The "diff -u" is included below. Below that follows the entire file. Thanks
very much.

----


1a2
> ## Copyright (C) 2012 Dave Goel
6,7c7,8
< ## under the terms of the GNU General Public License as published by
< ## the Free Software Foundation; either version 3 of the License, or (at
---
> ## under the terms of the GNU General Public License as published by the
> ## Free Software Foundation; either version 3 of the License, or (at
10,13c11,14
< ## Octave is distributed in the hope that it will be useful, but
< ## WITHOUT ANY WARRANTY; without even the implied warranty of
< ## MERCHANTABILITY or FITNESS FOR A PARTICULAR PURPOSE.  See the GNU
< ## General Public License for more details.
---
> ## Octave is distributed in the hope that it will be useful, but WITHOUT
> ## ANY WARRANTY; without even the implied warranty of MERCHANTABILITY or
> ## FITNESS FOR A PARTICULAR PURPOSE.  See the GNU General Public License
> ## for more details.
18c19
< 
---
> ##
20,27c21,40
< ## @deftypefn {Function File} {} ranks (@var{x}, @var{dim})
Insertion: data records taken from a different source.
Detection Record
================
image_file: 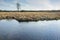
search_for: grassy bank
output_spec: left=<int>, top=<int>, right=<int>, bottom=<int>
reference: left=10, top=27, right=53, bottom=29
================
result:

< ## Return the ranks of @var{x} along the first non-singleton dimension
< ## adjusted for ties.  If the optional argument @var{dim} is
< ## given, operate along this dimension.
< ## @seealso{spearman, kendall}
< ## @end deftypefn
< 
< ## Author: KH <address@hidden>
---
> ##
> ## @deftypefn {Function File} {} ranks (@var{x}, @var{dim}) Return the
> ## ranks of @var{x} along the first non-singleton dimension adjust for
> ## ties. If the optional argument @var{dim} is given, operate along this
> ## dimension. Third argument @var{rtype} donates the type of ranking: 0
> ## or "fractional" for fractional, which is the default, 1 or
> ## "competition" for competiton ranking, 2 or "modified" for modified
> ## competition ranking, 3 or "ordinal" for ordinal ranking and 4 or
> ## "dense" for dense ranking. When using the third argument, you can
> ## supply us '' for @var{dim} to have it auto-computed. @end deftypefn
> ##
> ## This function returns a result identical to GNU Octave's built-in
> ## ranks.m but is much faster (For example, 1.4s vs. ''no result in
> ## 33mins'' when the input was a=round(10*rand(100123,100));
> ## Additionally, we also handle several ranking schemes. This function
> ## has been submitted to octave's mailing list and may (or may not)
> ## become part of GNU Octave.
> ##
> ##
> ## Authors: KH <address@hidden>, Dave Goel <address@hidden>
30,32d42
< ## This code was rather ugly, since it didn't use sort due to the
< ## fact of how to deal with ties. Now it does use sort and its
< ## even uglier!!! At least it handles NDArrays..
34c44
< function y = ranks (x, dim)
---
> function y = ranks (x, dim, rtype)
36c46
<   if (nargin != 1 && nargin != 2)
---
>   if (nargin < 1);
40,41c50,51
<   if (! (isnumeric (x) || islogical (x)))
<     error ("ranks: X must be a numeric vector or matrix");
---
>   if nargin<3||isempty(rtype);
>     rtype=0;
43c53
< 
---
>   
46c56
<   if (nargin != 2)
---
>   if (nargin<2)||isempty(dim);
48c58,64
<     (dim = find (sz > 1, 1)) || (dim = 1);
---
>     dim  = 1;
>     while (dim < nd + 1 && sz(dim) == 1)
>       dim = dim + 1;
>     endwhile
>     if (dim > nd)
>       dim = 1;
>     endif
50,52c66,69
<     if (!(isscalar (dim) && dim == fix (dim))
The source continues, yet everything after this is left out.